The guitar tandem of Kovacs and Klinger are purveyors of some of the most catchy and agile riffs the hardcore metal scene has heard in years, as the band's expansion into more musically creative territories laid the groundwork for "The Book Of Mourning."
"Klinger and I are looking for a little more stimulation on guitars, so that prompted some of the more "metal" riffs," relates Kovacs. "The drums are also more involved than the last record. Believe it or not, we actually tuned up for this album! All this bullshit now with baritone guitars and everyone tuning to B, we decided to take the other route by letting the heaviness of the riff take over. This album has a darker sound than the last.

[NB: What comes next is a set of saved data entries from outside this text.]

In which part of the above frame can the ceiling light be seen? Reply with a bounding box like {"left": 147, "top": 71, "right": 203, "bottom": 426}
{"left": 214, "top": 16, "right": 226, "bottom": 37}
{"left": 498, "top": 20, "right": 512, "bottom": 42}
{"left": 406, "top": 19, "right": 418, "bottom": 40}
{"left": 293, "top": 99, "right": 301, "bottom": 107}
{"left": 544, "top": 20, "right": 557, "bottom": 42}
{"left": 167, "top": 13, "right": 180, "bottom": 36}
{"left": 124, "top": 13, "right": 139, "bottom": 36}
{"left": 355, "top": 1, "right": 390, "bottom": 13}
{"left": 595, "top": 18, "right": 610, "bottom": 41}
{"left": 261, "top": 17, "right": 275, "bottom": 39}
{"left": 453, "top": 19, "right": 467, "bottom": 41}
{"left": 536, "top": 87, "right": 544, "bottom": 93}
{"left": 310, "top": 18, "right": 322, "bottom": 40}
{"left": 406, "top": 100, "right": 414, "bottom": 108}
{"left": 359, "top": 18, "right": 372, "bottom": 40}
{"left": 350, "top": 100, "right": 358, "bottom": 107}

I personally like the direction we are going in."
Tying into the darker sound is refocused lyrical slant, which according to Klinger, was born out of life experiences.
"'The Book Of Mourning' has a theme base, although not all songs relate directly to that theme," notes Klinger. "That general theme could be interpreted by some to be anti-religious. It is an extreme point of view fueled by personal experience in dealing who those who know not how to take things in moderation. Religion is not necessarily a bad thing, and we are definitely not trying to portray that it is. But when those matters disrupt my personal life, my space, keep me from living my life, then it becomes a problem and I won't go quietly physically or mentally. Even self-proclaimed righteous pricks will fuck you for love or money -[they] say one thing and do another time after time. I've seen it all too much."

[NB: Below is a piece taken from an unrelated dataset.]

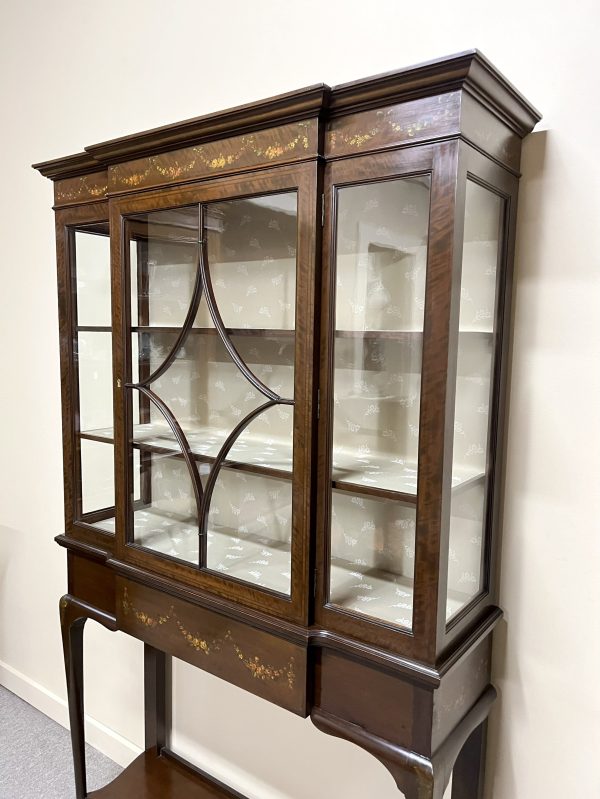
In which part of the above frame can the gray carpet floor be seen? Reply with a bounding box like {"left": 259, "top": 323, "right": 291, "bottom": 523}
{"left": 0, "top": 686, "right": 123, "bottom": 798}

The success of "Resurrected" was built largely upon the band's success in the live arena. With soon-to-be crowd favorites like "The Immaculate Rejection" and "Faith In Destruction" in tow, Klinger hopes to capitalize off this steady progression.
"I am a big fan of the saying 'action speaks louder than words' you must, at all times, have something to prove," relates Klinger. "If you don't, then there is no fire in what you do. It then becomes just a matter of going through the motions. Built Upon Frustration has proven with this record that it is more than just an average hardcore or metal band and we will not be pigeonholed into a subcategory. Each record is quite different and will continue to be so. Writing the same record over and over just seems a bit senseless."
Approaching almost a decade in the hardcore game, Built Upon Frustration are without question, the premier hardcore metal act in Western Pennsylvania. Fully appreciative and understanding of what got his band to where it is, Kovacs points to BUF's devoted fanbase for inspiration.
"These motherfuckers throw down for us," he finishes. "They'll drive to see us out of town, buy our merch and we can't thank or say enough positive things about them. Trends come and go, but these guys always show up for us."